En septiembre de 2014, Nick Bilton publicó en el New York Times su artículo «Steve Jobs Was a Low-Tech Parent», en el que hacía una revelación a propósito del famoso empresario. Fue algo que sorprendió a los gurús tecnológicos, sobre todo a los empeñados en creer que un smartphone o una tablet son los mejores recursos educativos para la infancia.
A finales 2010, Bilton estaba corrigiendo con Jobs algunos detalles sobre una información acerca del nuevo iPad. «Entonces ‒le dijo el periodista‒ ¿a tus hijos les encanta el iPad?”. «No lo han utilizado ‒respondió Jobs‒. Limitamos la tecnología que nuestros hijos emplean en casa”.
Binton citaba otros ejemplos de empresarios y creadores tecnológicos que restringen a sus hijos el empleo de ordenadores o smartphones. Sumada a otras de carácter similar, aquella publicación fue otro síntoma de la corriente crítica que hoy se opone al utopismo digital, jaleado desde la prensa especializada y desde las escuelas de negocios.
Como seguramente saben, esa oposición al predominio tecnológico en la formación de los niños tiene claros fundamentos en la psicología y en el sentido común, pero no ha sido fácil hacerle llegar esta advertencia a los millones de usuarios persuadidos de que un teléfono inteligente es más útil, en términos educativos, que una buena biblioteca.
El psicólogo Adam Alter, profesor en la Universidad de Nueva York y autor de Irresistible. ¿Quién nos ha convertido en yonquis tecnológicos? (2018), nos propone la siguiente reflexión: «Resulta inquietante ‒escribe‒. ¿Por qué los tecnócratas más importantes de la esfera pública son, a su vez, los mayores tecnófobos en la vida privada? (…) Estos emprendedores son conscientes de que las herramientas que promueven ‒diseñadas para ser irresistibles‒ atrapan a los usuarios indiscriminadamente.

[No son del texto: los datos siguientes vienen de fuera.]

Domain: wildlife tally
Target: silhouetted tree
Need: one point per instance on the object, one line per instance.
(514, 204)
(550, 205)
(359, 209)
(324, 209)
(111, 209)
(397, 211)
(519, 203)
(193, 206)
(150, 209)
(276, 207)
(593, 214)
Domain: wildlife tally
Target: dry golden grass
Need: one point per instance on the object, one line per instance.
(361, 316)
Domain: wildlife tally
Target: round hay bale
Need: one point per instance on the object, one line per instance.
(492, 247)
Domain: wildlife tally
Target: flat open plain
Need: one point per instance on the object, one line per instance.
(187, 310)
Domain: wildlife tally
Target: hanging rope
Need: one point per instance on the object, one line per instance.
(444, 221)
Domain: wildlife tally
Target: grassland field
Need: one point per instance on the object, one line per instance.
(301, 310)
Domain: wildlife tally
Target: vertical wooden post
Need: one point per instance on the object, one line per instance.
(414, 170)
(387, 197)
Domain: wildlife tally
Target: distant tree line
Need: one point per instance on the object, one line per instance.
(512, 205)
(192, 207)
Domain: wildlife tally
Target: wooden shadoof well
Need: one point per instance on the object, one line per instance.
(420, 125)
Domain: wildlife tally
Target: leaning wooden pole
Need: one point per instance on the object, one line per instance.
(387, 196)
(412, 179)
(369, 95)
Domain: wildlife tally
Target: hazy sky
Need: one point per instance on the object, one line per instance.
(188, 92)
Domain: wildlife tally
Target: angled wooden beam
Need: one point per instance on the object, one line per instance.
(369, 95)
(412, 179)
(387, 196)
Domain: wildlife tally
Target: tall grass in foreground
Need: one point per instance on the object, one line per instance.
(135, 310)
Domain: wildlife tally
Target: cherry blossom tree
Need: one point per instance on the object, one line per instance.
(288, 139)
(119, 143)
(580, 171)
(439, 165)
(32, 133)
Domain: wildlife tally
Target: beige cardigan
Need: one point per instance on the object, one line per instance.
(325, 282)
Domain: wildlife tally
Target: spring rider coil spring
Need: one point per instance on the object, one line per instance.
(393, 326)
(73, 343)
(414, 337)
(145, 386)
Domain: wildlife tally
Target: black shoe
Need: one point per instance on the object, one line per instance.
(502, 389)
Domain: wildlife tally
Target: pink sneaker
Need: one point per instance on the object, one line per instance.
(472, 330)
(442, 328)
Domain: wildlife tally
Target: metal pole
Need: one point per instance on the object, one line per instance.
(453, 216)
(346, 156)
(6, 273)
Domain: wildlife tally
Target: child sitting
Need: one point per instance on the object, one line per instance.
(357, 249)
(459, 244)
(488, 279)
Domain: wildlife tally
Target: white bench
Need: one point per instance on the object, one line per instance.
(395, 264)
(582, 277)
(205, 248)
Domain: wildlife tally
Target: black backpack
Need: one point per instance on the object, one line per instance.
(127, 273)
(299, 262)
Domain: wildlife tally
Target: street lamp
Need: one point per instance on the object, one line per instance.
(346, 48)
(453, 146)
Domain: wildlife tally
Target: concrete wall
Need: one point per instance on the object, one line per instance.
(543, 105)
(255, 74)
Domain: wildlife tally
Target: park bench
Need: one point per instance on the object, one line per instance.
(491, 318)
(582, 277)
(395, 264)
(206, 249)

No existe una línea definida que separe a los adictos del resto de nosotros. (…) Los comportamientos adictivos no son nada nuevo, pero en las últimas décadas se han extendido, son más difíciles de resistir y afectan a más personas».

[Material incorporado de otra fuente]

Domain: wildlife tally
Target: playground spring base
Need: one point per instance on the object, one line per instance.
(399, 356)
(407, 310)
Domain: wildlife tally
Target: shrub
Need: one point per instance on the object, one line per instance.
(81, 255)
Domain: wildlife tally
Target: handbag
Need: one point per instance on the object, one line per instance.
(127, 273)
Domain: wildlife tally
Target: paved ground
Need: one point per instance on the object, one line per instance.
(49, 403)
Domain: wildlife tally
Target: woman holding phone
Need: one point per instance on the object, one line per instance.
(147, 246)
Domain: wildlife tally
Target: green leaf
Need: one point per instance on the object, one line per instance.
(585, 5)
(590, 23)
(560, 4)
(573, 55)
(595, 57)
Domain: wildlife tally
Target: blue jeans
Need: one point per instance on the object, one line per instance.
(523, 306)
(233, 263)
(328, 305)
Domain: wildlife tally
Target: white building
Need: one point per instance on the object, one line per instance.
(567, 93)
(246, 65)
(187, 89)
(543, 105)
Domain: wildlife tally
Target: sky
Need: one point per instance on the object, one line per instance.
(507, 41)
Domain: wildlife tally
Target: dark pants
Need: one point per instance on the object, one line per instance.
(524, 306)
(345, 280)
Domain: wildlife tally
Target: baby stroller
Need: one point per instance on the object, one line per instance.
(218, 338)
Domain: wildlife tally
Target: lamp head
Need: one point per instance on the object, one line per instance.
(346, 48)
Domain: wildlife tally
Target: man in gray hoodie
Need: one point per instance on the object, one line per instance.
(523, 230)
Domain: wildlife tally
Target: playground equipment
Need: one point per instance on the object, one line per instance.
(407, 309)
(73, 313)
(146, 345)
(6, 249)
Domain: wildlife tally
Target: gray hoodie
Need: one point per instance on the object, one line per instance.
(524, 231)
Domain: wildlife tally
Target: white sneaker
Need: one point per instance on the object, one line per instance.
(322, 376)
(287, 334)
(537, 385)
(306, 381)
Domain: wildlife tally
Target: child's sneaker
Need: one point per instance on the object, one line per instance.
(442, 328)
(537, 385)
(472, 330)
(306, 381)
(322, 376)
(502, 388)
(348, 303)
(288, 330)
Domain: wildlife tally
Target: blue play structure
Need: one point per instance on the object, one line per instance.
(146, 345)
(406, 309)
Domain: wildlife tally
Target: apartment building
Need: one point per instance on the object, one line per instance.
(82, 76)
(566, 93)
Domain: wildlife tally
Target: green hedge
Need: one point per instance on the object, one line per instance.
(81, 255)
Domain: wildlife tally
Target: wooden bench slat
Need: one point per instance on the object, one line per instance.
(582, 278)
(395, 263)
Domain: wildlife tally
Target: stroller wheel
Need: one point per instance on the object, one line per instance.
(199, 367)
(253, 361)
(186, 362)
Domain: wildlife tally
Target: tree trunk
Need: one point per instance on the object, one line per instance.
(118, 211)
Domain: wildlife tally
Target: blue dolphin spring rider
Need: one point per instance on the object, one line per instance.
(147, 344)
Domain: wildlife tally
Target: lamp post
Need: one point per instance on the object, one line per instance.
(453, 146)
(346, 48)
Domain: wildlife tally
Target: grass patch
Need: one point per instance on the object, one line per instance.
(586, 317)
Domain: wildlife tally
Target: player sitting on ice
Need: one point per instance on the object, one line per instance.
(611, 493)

Los neurocientíficos tienen mucho que decir al respecto, sobre todo en lo que se refiere al empleo de las nuevas tecnologías por parte de niños y jóvenes. Por decirlo de forma muy simple, la plasticidad cerebral puede conducir a los más pequeños en dos direcciones opuestas: el cultivo de la atención, la memoria bien jerarquizada, la autorregulación y la consecución de objetivos, o por el contrario, la distracción, la fragmentación del conocimiento, la pérdida de la fuerza de voluntad y la adicción.
Por citar un ejemplo más concreto: podemos lograr que nuestros hijos sean capaces de leer, comprender y analizar un texto profundo ‒en un libro o en un e-reader sin otras aplicaciones‒, o bien podemos asistir a su incapacidad para ir más allá de la décima línea sin distraerse con esta o aquella aplicación social, o con ese nervioso surfeo digital que les impedirá, por efecto de la ley del mínimo esfuerzo, acceder al conocimiento más relevante.

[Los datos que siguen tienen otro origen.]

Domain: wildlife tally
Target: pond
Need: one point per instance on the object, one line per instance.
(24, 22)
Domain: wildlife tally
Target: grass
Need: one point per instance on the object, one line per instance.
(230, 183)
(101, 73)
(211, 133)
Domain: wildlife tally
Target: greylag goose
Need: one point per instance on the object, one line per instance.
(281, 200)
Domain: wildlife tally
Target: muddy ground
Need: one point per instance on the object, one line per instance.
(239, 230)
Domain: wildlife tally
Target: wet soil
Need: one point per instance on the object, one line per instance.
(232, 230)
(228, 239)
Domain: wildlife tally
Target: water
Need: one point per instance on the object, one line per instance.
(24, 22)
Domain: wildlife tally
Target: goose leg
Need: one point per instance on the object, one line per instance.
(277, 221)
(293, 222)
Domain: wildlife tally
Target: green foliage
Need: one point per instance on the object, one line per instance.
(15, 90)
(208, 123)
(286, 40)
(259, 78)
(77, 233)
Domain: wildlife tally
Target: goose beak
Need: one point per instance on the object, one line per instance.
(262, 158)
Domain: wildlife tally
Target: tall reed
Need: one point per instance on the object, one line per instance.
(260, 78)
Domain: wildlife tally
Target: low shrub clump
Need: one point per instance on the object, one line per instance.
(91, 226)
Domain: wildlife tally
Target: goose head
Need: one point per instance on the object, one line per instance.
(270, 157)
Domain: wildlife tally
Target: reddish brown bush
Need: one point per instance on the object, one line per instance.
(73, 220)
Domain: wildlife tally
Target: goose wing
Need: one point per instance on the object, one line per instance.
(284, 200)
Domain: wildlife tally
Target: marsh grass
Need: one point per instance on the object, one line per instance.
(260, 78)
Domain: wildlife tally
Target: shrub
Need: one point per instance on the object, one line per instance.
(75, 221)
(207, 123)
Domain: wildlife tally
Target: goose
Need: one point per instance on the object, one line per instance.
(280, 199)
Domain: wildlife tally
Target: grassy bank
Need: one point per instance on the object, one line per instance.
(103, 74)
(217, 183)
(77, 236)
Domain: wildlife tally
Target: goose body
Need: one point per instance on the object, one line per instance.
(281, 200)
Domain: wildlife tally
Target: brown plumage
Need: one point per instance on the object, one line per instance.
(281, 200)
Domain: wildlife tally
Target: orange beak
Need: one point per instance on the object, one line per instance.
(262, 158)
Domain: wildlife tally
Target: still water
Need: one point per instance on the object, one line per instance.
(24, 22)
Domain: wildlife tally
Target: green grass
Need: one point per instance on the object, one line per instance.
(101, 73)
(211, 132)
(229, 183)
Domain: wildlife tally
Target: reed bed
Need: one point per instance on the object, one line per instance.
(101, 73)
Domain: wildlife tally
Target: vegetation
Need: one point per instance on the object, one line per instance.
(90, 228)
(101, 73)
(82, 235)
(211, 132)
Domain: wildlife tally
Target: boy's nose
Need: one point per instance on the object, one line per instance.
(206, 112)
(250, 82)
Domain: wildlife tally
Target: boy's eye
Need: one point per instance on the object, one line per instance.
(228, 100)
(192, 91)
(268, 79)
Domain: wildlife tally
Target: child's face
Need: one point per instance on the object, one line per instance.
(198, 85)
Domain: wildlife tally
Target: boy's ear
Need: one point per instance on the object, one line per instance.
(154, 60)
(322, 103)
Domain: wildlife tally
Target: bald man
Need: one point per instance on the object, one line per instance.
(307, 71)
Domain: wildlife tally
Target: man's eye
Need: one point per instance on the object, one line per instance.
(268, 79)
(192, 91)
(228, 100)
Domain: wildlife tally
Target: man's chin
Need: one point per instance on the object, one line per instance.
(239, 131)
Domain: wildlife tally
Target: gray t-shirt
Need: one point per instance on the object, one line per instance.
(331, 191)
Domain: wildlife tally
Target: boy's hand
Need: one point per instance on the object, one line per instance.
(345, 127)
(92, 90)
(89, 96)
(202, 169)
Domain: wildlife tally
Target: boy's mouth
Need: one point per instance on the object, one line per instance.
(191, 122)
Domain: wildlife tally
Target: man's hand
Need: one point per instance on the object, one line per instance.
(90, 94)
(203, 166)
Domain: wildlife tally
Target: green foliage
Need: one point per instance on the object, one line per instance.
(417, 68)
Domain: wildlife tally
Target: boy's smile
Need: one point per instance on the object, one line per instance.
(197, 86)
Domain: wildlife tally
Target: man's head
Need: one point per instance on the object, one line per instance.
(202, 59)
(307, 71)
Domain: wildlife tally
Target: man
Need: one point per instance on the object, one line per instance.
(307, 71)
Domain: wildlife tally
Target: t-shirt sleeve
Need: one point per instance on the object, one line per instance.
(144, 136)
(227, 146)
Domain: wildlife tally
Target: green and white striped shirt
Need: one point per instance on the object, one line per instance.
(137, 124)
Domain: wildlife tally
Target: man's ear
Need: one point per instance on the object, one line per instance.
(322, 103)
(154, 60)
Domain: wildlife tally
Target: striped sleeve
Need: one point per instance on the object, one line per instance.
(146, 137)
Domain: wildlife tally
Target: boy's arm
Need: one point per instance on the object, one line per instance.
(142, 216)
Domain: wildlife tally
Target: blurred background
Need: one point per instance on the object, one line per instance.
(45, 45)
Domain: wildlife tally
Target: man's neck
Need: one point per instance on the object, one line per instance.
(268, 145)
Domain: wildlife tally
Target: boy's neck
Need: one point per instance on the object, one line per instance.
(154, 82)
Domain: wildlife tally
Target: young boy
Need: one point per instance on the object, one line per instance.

Les hablo, en términos formativos, de la diferencia que hay entre la selección de un dato concreto, tras consultar una bibliografía de confianza, y el rápido corta y pega de unas líneas tomadas de Wikipedia o del primer resultado que nos brinde Google, antes de empezar a jugar durante horas a League of Legends. Por desgracia, parece que muchos profesores de literatura o de humanidades ya se han acostumbrado a hablarles a sus alumnos de escritores y pensadores que sólo conocerán por unas líneas en la citada Wikipedia, y cuyas obras nunca serán capaces de leer.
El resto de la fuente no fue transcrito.